Introduction and hypothesis: Genetic abnormalities close to the Pitx2 gene correlate more strongly with atrial fibrillation (AF) than any other genetic modification. It is known that Pitx2c mRNA is expressed in the adult left atrium (LA), but its relevance for the electrical integrity of cardiomyocytes throughout the atria remains unresolved. We therefore compared regional action potential (AP) morphology in PITX2c +/- and wild type (WT) littermate mice. Methods: Transmembrane (T) and optical (O) APs were recorded from superfused intact, isolated LA paced at 100ms. TAPs were recorded from three distinct regions on the LA epicardium: 1) the junction with the interatrial septum (S), 2) the medial muscular dome (M) and 3) the lateral wall (L). OAPs were recorded using a custom murine atrial optical mapping system using the Hamamatsu ORCA flash 4 and Di-4-Anepps. Results: OAPs were shorter in Pitx2c deficient LA (AP duration (APD70); WT 13±2ms, n=4 LA vs Pitx2c +/- 9±1ms, n=4 LA, all data as mean±SEM, p<0.05). Simultaneous recordings of OAPs from multiple LA regions showed an AP gradient with longer OAPs at the septum than at the lateral wall, in both genotypes.
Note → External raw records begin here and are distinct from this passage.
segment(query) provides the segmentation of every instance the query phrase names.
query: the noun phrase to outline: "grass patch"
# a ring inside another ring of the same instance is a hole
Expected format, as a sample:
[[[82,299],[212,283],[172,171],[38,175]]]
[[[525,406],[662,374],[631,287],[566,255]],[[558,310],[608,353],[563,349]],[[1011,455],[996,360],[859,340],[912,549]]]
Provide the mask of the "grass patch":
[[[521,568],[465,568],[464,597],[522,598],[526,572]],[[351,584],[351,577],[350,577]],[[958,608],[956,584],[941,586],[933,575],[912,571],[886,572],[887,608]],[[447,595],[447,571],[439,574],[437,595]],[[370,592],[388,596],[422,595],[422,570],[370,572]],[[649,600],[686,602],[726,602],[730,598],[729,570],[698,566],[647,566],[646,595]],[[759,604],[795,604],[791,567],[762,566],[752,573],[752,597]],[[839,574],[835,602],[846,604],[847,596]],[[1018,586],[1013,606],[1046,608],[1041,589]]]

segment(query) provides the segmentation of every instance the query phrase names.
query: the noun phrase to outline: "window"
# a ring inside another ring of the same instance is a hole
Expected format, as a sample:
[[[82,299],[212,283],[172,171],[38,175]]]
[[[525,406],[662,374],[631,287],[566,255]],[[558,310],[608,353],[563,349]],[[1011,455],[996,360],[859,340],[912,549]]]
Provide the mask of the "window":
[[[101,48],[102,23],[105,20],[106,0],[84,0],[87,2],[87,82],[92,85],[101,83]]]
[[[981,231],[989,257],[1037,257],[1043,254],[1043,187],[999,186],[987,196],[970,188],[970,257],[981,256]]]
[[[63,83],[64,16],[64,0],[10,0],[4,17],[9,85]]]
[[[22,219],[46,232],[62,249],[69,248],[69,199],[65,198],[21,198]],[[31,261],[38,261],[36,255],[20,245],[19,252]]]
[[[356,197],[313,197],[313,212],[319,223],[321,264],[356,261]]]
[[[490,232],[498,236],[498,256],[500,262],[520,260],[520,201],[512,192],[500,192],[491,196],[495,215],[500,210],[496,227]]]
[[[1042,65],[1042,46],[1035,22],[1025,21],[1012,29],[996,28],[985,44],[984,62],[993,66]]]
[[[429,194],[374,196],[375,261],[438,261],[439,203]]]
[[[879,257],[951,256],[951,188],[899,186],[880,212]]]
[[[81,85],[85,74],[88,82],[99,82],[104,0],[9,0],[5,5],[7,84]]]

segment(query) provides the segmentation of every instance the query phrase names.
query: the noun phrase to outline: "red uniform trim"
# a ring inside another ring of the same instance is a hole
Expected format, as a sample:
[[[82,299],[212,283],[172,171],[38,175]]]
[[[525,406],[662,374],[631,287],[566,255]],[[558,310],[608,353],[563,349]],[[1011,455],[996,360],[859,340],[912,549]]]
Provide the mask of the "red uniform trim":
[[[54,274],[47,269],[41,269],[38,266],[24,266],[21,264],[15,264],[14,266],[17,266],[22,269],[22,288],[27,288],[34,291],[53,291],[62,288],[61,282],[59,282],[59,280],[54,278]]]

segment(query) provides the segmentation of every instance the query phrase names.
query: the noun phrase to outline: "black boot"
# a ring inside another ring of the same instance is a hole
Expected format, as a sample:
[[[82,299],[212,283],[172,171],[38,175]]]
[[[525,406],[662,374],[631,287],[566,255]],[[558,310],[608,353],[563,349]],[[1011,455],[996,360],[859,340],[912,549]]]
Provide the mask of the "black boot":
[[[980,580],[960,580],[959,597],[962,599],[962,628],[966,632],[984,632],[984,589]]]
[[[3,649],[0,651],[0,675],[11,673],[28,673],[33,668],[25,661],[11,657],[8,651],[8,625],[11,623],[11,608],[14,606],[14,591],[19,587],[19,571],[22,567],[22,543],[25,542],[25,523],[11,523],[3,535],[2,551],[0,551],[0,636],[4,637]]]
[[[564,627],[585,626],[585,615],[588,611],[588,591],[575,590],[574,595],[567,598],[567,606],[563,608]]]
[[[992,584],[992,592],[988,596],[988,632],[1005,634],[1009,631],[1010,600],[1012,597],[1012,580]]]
In WT LA, TAPs were longer and of greater amplitude at the septum than in the other two regions (APD90; S 26±1ms, M 19±1mV and L 19±1ms, APA; S 81±1mV, M 76±2mV and L 76±2mV, n=6 LA, p<0.05). In Pitx2c +/- , TAPs were shorter than WT in all three regions tested and exhibited the same regional patterning (S 20±1ms, M 15±1ms and L 16±1, n=7 LA, p<0.05). The regional AP amplitude gradient was not apparent, or at least shifted more towards the lateral wall, in PITX2c +/- atria (APA; S 77±2mV, M 76±3mV and L 74±2mV, n=7 LA, ns). Conclusion: Partial depletion in Pitx2c mRNA expression causes a uniform APD shortening throughout the LA and loss of regional changes in AP amplitude. Identification of the targets downstream of Pitx2 accounting for these changes will help to better understand the mechanisms conveying AF due to reduced Pitx2 function.